Desde los primeros signos de la covid-19, el Gobierno y el Ministerio de Salud orientaron e informaron a los padres sobre el cuidado extremo de los niños, así como las medidas que debían adoptarse a fin de evitar los riesgos del nuevo coronavirus.

Se crearon condiciones para que pudieran seguir el curso escolar a través de las teleclases; a las madres al cuidado de los hijos que están en las enseñanzas primaria o especial, se les aplicó un tratamiento de protección como el establecido para los trabajadores interruptos, para que pudieran dedicarse a la atención de estos.

Realidad muy diferente a la que viven millones de pequeños en otros países.
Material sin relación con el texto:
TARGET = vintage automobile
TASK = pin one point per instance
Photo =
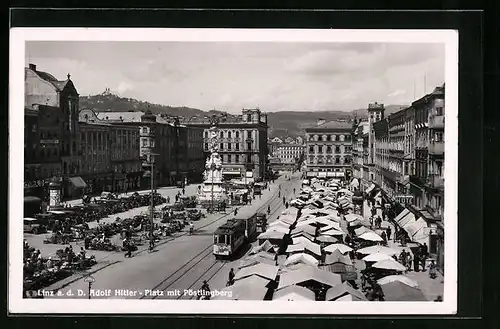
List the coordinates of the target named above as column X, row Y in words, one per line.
column 178, row 206
column 33, row 225
column 194, row 214
column 188, row 201
column 261, row 222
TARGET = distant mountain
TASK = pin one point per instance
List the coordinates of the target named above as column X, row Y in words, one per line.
column 294, row 123
column 114, row 103
column 281, row 124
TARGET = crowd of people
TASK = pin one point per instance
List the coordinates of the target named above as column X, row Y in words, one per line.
column 323, row 229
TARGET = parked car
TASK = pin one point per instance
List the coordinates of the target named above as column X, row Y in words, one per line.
column 32, row 225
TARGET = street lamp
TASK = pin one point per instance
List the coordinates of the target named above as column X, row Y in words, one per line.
column 90, row 280
column 151, row 229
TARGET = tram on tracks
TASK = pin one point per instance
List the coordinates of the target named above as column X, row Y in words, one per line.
column 233, row 235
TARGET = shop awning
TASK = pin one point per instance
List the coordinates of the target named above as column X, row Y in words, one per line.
column 368, row 190
column 78, row 182
column 31, row 199
column 401, row 215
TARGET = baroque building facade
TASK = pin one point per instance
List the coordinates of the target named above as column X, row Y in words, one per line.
column 328, row 149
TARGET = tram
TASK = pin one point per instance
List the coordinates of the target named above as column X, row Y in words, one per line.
column 234, row 234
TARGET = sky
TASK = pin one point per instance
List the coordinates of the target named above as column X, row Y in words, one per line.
column 229, row 76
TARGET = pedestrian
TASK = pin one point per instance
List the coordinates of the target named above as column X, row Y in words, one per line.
column 432, row 270
column 403, row 258
column 231, row 277
column 409, row 260
column 424, row 253
column 416, row 260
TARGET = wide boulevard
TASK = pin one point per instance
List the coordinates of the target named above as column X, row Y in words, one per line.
column 178, row 263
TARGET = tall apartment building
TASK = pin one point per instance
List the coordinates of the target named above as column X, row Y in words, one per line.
column 51, row 109
column 329, row 149
column 360, row 153
column 242, row 143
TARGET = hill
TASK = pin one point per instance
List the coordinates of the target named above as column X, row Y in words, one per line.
column 282, row 124
column 294, row 123
column 113, row 103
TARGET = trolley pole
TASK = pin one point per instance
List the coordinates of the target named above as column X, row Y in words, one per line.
column 151, row 228
column 90, row 280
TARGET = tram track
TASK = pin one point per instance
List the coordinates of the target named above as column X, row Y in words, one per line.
column 206, row 252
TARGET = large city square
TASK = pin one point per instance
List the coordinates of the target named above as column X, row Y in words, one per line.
column 216, row 198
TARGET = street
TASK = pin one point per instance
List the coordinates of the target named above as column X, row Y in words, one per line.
column 180, row 262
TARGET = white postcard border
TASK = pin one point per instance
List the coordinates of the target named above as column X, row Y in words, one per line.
column 18, row 37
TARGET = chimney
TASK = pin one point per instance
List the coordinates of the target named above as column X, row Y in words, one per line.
column 320, row 121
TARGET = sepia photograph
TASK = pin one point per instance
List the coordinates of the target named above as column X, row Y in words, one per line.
column 295, row 172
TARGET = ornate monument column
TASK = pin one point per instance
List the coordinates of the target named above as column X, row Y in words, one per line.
column 212, row 192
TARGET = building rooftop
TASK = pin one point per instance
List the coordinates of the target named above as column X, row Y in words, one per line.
column 332, row 125
column 59, row 84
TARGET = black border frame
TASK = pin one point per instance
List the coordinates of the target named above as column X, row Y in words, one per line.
column 471, row 33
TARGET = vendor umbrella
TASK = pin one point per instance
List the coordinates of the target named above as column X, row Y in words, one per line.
column 376, row 249
column 389, row 264
column 377, row 257
column 398, row 278
column 370, row 236
column 398, row 291
column 326, row 239
column 338, row 246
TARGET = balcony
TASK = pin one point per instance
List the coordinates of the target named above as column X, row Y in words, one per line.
column 437, row 181
column 436, row 122
column 436, row 148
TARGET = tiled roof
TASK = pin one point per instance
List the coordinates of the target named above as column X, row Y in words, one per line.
column 333, row 125
column 120, row 116
column 50, row 78
column 46, row 76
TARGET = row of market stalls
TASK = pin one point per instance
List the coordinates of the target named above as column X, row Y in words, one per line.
column 319, row 249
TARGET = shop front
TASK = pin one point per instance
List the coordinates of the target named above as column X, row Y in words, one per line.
column 75, row 187
column 232, row 172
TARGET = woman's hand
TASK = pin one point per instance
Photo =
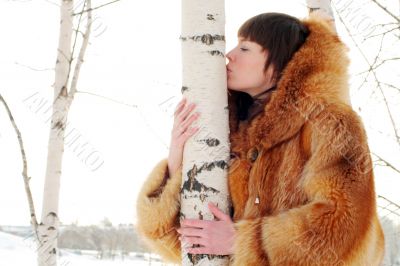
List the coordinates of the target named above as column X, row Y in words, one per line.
column 181, row 131
column 215, row 237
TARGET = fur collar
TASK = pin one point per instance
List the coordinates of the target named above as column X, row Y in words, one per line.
column 315, row 77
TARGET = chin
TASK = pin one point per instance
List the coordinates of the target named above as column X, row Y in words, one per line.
column 236, row 89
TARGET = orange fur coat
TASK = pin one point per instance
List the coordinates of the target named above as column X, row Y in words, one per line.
column 305, row 157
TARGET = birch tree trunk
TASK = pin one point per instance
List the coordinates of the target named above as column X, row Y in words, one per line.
column 323, row 7
column 206, row 155
column 48, row 228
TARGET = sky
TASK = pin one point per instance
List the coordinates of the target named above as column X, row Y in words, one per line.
column 114, row 141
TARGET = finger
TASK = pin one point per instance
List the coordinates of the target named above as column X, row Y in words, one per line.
column 200, row 250
column 195, row 223
column 185, row 124
column 182, row 116
column 180, row 106
column 194, row 240
column 218, row 213
column 189, row 231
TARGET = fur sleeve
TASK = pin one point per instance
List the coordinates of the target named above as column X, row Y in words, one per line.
column 339, row 224
column 157, row 217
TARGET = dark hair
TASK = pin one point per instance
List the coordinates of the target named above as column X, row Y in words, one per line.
column 281, row 35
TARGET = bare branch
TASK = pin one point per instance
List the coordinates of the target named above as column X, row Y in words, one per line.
column 386, row 163
column 386, row 10
column 81, row 56
column 391, row 202
column 375, row 77
column 24, row 166
column 91, row 9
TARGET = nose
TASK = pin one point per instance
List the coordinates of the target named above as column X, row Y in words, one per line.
column 229, row 55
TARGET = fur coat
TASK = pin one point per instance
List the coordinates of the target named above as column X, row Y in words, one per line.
column 301, row 179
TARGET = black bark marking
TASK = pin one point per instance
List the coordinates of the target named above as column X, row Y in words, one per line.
column 201, row 217
column 210, row 17
column 211, row 142
column 216, row 52
column 205, row 38
column 59, row 125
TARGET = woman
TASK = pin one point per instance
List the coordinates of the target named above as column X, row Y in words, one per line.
column 300, row 178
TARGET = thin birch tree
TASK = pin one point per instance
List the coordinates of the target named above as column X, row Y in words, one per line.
column 206, row 155
column 65, row 87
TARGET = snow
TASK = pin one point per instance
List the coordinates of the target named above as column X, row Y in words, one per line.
column 17, row 251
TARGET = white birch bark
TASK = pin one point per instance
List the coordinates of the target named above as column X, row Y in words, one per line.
column 323, row 7
column 48, row 228
column 206, row 155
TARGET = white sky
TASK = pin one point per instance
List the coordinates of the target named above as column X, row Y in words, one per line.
column 134, row 57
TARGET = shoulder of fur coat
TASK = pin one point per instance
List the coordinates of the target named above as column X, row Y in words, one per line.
column 311, row 172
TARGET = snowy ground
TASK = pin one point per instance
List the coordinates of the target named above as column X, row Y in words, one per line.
column 16, row 251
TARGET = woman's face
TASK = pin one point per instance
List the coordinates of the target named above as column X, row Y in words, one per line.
column 245, row 69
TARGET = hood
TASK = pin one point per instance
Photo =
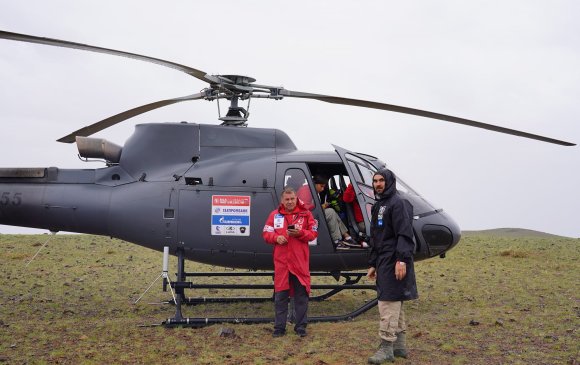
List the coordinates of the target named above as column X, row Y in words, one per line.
column 299, row 207
column 390, row 181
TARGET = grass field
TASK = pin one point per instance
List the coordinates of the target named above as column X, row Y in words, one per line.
column 512, row 299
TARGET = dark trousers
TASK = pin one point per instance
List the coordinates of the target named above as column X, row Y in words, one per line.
column 300, row 306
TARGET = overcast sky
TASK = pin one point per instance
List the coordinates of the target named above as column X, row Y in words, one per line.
column 506, row 62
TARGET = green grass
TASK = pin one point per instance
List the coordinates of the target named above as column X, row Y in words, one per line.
column 74, row 304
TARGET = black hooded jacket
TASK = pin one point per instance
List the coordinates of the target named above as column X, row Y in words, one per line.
column 392, row 241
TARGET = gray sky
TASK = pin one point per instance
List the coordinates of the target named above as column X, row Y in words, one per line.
column 510, row 63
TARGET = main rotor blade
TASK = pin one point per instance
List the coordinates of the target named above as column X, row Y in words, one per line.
column 85, row 47
column 421, row 113
column 106, row 123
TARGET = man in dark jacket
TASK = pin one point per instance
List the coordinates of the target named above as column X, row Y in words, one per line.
column 391, row 264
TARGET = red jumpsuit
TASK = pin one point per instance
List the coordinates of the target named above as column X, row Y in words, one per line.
column 294, row 256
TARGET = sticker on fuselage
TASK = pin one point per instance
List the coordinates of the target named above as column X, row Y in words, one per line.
column 230, row 215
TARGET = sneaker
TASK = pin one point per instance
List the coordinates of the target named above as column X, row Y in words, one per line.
column 350, row 242
column 278, row 333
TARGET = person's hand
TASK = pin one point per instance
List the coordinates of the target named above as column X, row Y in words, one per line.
column 400, row 270
column 292, row 232
column 281, row 240
column 372, row 273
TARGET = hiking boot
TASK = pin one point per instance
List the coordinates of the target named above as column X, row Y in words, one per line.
column 383, row 354
column 341, row 246
column 278, row 333
column 399, row 346
column 301, row 332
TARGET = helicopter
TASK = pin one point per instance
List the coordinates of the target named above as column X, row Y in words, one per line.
column 204, row 191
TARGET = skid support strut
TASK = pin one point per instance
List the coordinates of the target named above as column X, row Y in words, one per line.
column 352, row 283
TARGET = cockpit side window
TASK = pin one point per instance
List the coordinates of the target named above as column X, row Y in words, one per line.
column 363, row 174
column 296, row 179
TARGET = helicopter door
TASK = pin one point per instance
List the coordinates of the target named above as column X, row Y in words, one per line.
column 296, row 176
column 361, row 174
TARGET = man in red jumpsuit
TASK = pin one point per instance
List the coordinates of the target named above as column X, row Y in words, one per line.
column 289, row 228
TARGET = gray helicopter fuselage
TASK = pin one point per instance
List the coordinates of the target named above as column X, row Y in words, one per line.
column 206, row 188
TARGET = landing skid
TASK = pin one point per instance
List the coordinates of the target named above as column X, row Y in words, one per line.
column 352, row 283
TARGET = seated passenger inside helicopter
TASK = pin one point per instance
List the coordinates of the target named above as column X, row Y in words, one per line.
column 339, row 232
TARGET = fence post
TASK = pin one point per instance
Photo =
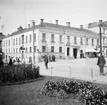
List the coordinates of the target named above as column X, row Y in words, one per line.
column 70, row 70
column 91, row 74
column 51, row 72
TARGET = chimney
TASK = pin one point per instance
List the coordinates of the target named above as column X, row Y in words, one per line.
column 28, row 25
column 68, row 24
column 81, row 26
column 20, row 28
column 33, row 23
column 41, row 21
column 100, row 21
column 56, row 22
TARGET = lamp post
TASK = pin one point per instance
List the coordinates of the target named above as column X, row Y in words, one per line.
column 101, row 25
column 101, row 62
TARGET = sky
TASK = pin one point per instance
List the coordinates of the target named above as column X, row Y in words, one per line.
column 14, row 13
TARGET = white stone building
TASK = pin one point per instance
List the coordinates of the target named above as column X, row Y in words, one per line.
column 63, row 41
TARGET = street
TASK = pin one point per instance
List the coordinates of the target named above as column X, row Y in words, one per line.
column 84, row 69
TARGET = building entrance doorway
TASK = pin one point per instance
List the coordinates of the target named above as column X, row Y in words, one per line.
column 67, row 51
column 75, row 52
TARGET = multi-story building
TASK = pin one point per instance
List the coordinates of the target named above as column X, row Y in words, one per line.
column 1, row 37
column 63, row 41
column 104, row 41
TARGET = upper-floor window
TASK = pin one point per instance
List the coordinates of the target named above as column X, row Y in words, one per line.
column 30, row 50
column 30, row 38
column 34, row 37
column 68, row 39
column 16, row 50
column 92, row 42
column 26, row 39
column 3, row 43
column 60, row 49
column 26, row 49
column 43, row 48
column 81, row 40
column 87, row 41
column 34, row 48
column 104, row 41
column 13, row 41
column 22, row 39
column 75, row 40
column 43, row 37
column 9, row 42
column 19, row 40
column 16, row 41
column 52, row 48
column 97, row 42
column 52, row 38
column 60, row 38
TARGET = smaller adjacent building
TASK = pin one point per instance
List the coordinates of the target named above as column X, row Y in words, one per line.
column 62, row 41
column 1, row 37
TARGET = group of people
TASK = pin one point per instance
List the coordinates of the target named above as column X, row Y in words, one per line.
column 101, row 59
column 10, row 62
column 46, row 60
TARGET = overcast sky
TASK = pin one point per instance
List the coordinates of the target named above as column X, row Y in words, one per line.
column 79, row 12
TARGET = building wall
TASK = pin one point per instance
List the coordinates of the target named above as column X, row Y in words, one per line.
column 13, row 49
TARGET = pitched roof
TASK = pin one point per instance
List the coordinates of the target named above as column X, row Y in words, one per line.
column 51, row 25
column 2, row 36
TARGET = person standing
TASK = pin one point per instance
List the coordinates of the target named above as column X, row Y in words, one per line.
column 103, row 61
column 46, row 61
column 10, row 62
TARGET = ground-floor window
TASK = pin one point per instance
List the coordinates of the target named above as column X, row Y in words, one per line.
column 52, row 48
column 43, row 48
column 60, row 49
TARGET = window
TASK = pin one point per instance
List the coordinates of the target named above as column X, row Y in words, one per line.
column 30, row 39
column 43, row 37
column 68, row 39
column 26, row 40
column 34, row 37
column 30, row 49
column 9, row 42
column 19, row 40
column 92, row 42
column 19, row 50
column 26, row 50
column 52, row 38
column 104, row 41
column 22, row 39
column 16, row 50
column 13, row 50
column 34, row 48
column 52, row 48
column 97, row 42
column 86, row 41
column 75, row 40
column 43, row 48
column 60, row 49
column 81, row 41
column 60, row 38
column 16, row 41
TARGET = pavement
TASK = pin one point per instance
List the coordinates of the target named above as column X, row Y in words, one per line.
column 83, row 69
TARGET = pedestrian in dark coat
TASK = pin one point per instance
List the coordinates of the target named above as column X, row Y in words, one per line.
column 10, row 62
column 1, row 62
column 103, row 61
column 46, row 61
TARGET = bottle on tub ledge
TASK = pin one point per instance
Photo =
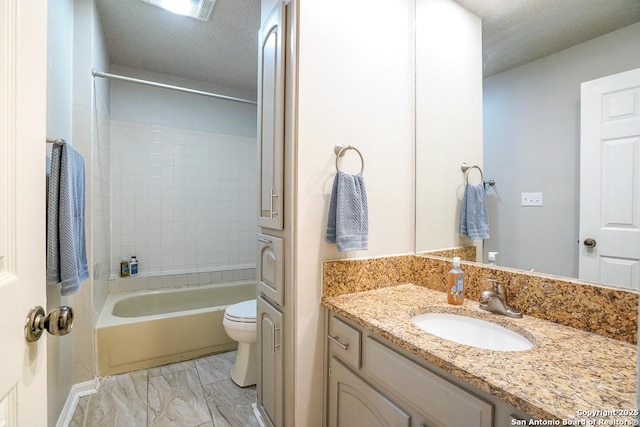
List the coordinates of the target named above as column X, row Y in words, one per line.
column 124, row 268
column 455, row 284
column 133, row 266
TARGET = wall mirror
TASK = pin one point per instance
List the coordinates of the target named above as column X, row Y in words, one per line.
column 531, row 107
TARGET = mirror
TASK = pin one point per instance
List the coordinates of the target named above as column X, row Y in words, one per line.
column 531, row 144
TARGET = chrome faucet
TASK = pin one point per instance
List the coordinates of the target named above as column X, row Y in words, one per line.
column 495, row 301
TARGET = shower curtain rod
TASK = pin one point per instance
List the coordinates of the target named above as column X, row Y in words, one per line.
column 171, row 87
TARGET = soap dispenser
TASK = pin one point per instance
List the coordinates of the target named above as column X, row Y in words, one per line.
column 455, row 286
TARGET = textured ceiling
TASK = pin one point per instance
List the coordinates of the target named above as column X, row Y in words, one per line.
column 515, row 32
column 223, row 51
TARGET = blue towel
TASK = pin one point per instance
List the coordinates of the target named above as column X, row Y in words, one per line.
column 348, row 224
column 66, row 245
column 474, row 220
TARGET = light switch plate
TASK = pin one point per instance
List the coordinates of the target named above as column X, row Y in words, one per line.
column 531, row 199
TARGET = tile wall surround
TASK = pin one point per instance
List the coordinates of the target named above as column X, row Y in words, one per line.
column 609, row 312
column 182, row 201
column 143, row 283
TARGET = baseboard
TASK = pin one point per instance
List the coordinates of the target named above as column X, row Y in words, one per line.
column 77, row 391
column 256, row 412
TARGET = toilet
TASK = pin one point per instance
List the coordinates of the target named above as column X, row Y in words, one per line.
column 240, row 324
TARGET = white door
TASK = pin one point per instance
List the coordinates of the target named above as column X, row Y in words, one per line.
column 610, row 180
column 23, row 390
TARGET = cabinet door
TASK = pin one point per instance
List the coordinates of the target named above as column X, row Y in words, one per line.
column 271, row 373
column 271, row 268
column 271, row 119
column 353, row 402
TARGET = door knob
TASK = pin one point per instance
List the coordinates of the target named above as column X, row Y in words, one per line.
column 58, row 322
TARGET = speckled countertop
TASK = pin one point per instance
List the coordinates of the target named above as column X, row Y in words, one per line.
column 567, row 371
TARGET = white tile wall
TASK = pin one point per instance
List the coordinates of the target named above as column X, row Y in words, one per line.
column 182, row 201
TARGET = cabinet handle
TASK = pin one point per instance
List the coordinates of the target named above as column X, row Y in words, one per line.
column 273, row 214
column 335, row 340
column 275, row 346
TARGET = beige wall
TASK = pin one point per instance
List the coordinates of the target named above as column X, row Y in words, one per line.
column 448, row 117
column 355, row 87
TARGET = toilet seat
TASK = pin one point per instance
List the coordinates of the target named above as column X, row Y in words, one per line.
column 242, row 312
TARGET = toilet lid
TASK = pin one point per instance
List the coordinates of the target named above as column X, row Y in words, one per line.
column 242, row 311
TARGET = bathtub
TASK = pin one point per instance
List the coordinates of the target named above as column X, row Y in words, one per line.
column 143, row 329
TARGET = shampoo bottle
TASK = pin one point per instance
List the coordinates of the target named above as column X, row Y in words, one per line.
column 455, row 284
column 133, row 266
column 124, row 268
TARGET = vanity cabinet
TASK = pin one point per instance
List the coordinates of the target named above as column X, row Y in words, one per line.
column 355, row 403
column 271, row 363
column 271, row 268
column 372, row 382
column 274, row 276
column 271, row 109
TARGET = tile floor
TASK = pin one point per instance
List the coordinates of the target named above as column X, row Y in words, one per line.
column 188, row 394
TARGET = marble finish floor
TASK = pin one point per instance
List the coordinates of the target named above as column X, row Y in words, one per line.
column 188, row 394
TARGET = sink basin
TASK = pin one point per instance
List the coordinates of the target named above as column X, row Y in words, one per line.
column 471, row 331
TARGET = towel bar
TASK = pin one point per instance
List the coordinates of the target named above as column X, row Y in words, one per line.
column 340, row 149
column 57, row 141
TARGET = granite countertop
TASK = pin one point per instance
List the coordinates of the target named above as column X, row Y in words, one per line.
column 567, row 371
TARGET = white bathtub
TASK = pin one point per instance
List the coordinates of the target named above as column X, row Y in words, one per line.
column 143, row 329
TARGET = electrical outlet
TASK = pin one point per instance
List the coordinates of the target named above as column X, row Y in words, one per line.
column 531, row 199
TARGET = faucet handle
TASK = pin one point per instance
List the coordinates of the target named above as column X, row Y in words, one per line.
column 498, row 288
column 495, row 283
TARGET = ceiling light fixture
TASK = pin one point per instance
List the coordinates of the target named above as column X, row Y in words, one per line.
column 199, row 9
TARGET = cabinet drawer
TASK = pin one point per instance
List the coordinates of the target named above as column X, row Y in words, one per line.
column 344, row 341
column 438, row 399
column 271, row 268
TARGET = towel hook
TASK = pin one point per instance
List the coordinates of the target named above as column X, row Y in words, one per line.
column 340, row 149
column 465, row 167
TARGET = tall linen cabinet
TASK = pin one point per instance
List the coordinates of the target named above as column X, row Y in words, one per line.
column 276, row 112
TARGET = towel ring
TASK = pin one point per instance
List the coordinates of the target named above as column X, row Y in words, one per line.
column 467, row 169
column 340, row 149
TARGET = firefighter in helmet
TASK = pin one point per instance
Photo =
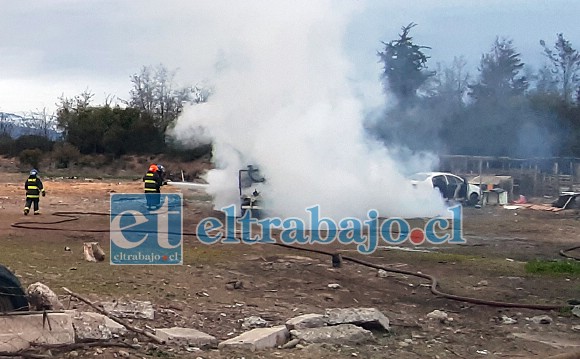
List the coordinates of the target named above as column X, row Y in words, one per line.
column 34, row 189
column 153, row 184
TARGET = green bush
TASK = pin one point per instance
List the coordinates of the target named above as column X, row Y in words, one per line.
column 557, row 268
column 64, row 154
column 31, row 157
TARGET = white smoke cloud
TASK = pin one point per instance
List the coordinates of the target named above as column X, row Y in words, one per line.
column 284, row 100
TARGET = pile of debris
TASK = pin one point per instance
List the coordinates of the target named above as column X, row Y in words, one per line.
column 54, row 327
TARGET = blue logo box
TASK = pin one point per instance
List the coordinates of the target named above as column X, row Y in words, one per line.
column 146, row 229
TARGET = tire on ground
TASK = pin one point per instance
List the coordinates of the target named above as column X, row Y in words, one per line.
column 12, row 296
column 473, row 199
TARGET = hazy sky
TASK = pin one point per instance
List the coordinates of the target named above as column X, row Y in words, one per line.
column 55, row 47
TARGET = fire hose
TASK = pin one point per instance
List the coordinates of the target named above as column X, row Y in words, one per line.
column 73, row 216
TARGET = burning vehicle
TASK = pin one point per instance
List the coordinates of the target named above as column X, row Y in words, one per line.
column 250, row 184
column 451, row 187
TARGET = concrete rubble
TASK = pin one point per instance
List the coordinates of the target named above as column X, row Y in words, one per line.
column 19, row 331
column 257, row 339
column 42, row 297
column 94, row 326
column 306, row 321
column 340, row 326
column 368, row 318
column 187, row 337
column 133, row 309
column 254, row 322
column 342, row 334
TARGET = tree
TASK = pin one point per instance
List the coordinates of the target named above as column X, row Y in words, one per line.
column 155, row 94
column 499, row 74
column 404, row 66
column 546, row 83
column 565, row 62
column 44, row 122
column 451, row 84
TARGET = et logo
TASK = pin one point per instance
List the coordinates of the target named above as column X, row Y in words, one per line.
column 142, row 236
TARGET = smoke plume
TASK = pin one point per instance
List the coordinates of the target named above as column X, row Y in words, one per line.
column 284, row 99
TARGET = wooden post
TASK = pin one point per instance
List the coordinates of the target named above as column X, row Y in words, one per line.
column 557, row 173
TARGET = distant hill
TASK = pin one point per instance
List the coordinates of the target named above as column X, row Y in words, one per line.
column 17, row 125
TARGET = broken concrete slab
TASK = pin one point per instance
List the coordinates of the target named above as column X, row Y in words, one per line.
column 41, row 297
column 9, row 343
column 257, row 339
column 94, row 326
column 306, row 321
column 254, row 322
column 368, row 318
column 187, row 337
column 17, row 330
column 133, row 309
column 342, row 334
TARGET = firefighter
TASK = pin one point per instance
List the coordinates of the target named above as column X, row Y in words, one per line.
column 34, row 189
column 153, row 184
column 162, row 173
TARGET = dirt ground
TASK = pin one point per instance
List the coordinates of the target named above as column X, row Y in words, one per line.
column 281, row 283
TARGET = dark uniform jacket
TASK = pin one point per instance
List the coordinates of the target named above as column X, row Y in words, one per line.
column 153, row 182
column 33, row 186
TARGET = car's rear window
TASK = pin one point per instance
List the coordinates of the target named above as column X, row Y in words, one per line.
column 419, row 177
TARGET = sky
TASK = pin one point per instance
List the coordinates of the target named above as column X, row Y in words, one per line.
column 52, row 48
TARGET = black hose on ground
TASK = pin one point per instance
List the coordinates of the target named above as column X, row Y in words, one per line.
column 73, row 216
column 564, row 253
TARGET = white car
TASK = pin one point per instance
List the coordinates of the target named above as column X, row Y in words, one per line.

Hace más de un mes, un informe de la Organización Internacional del Trabajo (OIT) y el Fondo de las Naciones Unidas para la Infancia (Unicef) alertó que “millones de niños corren el riesgo de tener que realizar trabajo infantil como consecuencia de la crisis de la Covid-19, lo que podría propiciar un aumento del trabajo infantil por primera vez tras veinte años de avances”.

El documento también resaltó que “la desigualdad de género puede agudizarse, puesto que las niñas son particularmente vulnerables a la explotación en el sector agrícola y en el trabajo informal o doméstico”. Aún queda por escribirse el final de esta triste historia.

La seguridad de la infancia es intrínseca al sistema social cubano. Y en ese sentido, todos somos responsables. Ahora, cuando la mayoría de las provincias -excepto La Habana y Mayabeque- entra en la tercera fase de la recuperación poscovid-19, es imprescindible preservar lo logrado y seguir siendo exigentes con nuestros infantes y adolescentes para que cumplan con las medidas de protección que exige esta pandemia. Una flaqueza, un descuido, puede costar caro.

Este tercer domingo, los niños cubanos tienen su día, el que escogieron junto a su Comandante en Jefe Fidel Castro Ruz hace casi cinco décadas. Habrá alborozo, risas, juegos, canciones; junto a sus familias o tal vez, en un espacio más amplio. Pero lo que no se puede perder es la percepción de riesgo y el cuidado que merecen los más pequeños.